What Ops doesn’t tell you about your MySQL Database

MySQL is a very scalable platform which has proven robust even in the most dense and complex data environments. MySQL’s indispensable replication function is ‘sold’ as being fail-safe so you have little to sweat about as long as your backups are running regularly. But what the ops guys aren’t telling you is MySQL performs replication with tiny margins of error that could cause big problems in times of disaster.

Replication database backup

The Scenario

Imagine the scene, you use replication to backup your data. Your secondary database is your peace of mind. It’s the always-on clone of your crown jewels. You even perform backups off of it so you don’t impact your live website. Your backups run without errors. Your slave database runs without errors. Then the dreaded day comes when your primary database fails. You instruct your team to switchover your application to point to your live backup database. The site comes online again. But all is not right. You notice subtle differences and your team begins to question how deep the data divide could be.

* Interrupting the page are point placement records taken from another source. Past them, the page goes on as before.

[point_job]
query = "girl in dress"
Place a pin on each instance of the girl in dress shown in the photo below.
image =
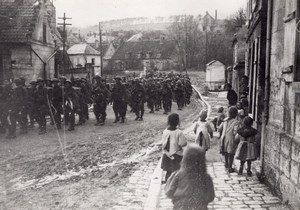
(173, 141)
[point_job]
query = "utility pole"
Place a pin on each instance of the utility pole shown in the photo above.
(64, 37)
(101, 50)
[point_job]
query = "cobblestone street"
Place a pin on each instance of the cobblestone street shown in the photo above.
(234, 192)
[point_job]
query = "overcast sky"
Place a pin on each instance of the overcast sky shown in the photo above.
(90, 12)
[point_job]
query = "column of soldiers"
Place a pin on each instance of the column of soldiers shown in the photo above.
(61, 99)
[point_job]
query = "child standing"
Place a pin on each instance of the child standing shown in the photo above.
(228, 143)
(246, 150)
(203, 131)
(173, 141)
(191, 187)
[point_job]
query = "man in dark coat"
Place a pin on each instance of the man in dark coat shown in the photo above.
(41, 102)
(232, 97)
(179, 92)
(119, 100)
(71, 105)
(101, 96)
(167, 97)
(138, 99)
(57, 101)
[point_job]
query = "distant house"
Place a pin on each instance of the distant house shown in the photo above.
(28, 38)
(239, 50)
(215, 75)
(83, 54)
(144, 56)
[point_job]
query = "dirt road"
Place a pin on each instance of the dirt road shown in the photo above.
(84, 169)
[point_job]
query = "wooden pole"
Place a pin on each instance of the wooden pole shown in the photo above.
(101, 50)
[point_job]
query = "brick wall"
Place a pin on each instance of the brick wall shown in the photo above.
(281, 163)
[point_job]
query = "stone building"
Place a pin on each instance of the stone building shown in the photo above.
(28, 38)
(274, 71)
(144, 56)
(239, 49)
(82, 55)
(215, 75)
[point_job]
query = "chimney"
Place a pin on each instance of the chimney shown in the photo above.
(216, 14)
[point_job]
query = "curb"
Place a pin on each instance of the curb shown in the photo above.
(154, 192)
(154, 189)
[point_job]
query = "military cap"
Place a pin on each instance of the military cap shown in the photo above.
(68, 81)
(18, 80)
(39, 80)
(62, 77)
(55, 80)
(97, 77)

The Problem with MySQL replication

Although MySQL replication is fairly easy to setup, and even to keep running without error, you may have unseen problems. MySQL’s core technology to replicate data between master and slave is primarily statement based. Various scenarios can cause what in other database platforms you might call database corruption, that is silent drifting of data from what tables and rows contain on the master. It is no fault of your own, or perhaps one might argue even of your operations team. It is a fundamental flaw in how MySQL performs replication.

The Solution

Fortunately there is a solution. Checksums, the wonderful computational tool for comparing things can be put to work nicely to compare database. The Percona Toolkit (formerly maatkit) includes just such a utility for use with MySQL. It can be used to check the integrity of your slave databases.
If you’ve never performed such a check, you should do so ASAP. If your database has been running for months at a stretch, chances are there could be differences lying undiscovered between the two systems.

Depending on the volume changing in your database, you can continue to use this tool periodically to confirm that all is consistent. If integrity checks fail, there is another tool in Maatkit to syncronize differences, and bring everything back to order.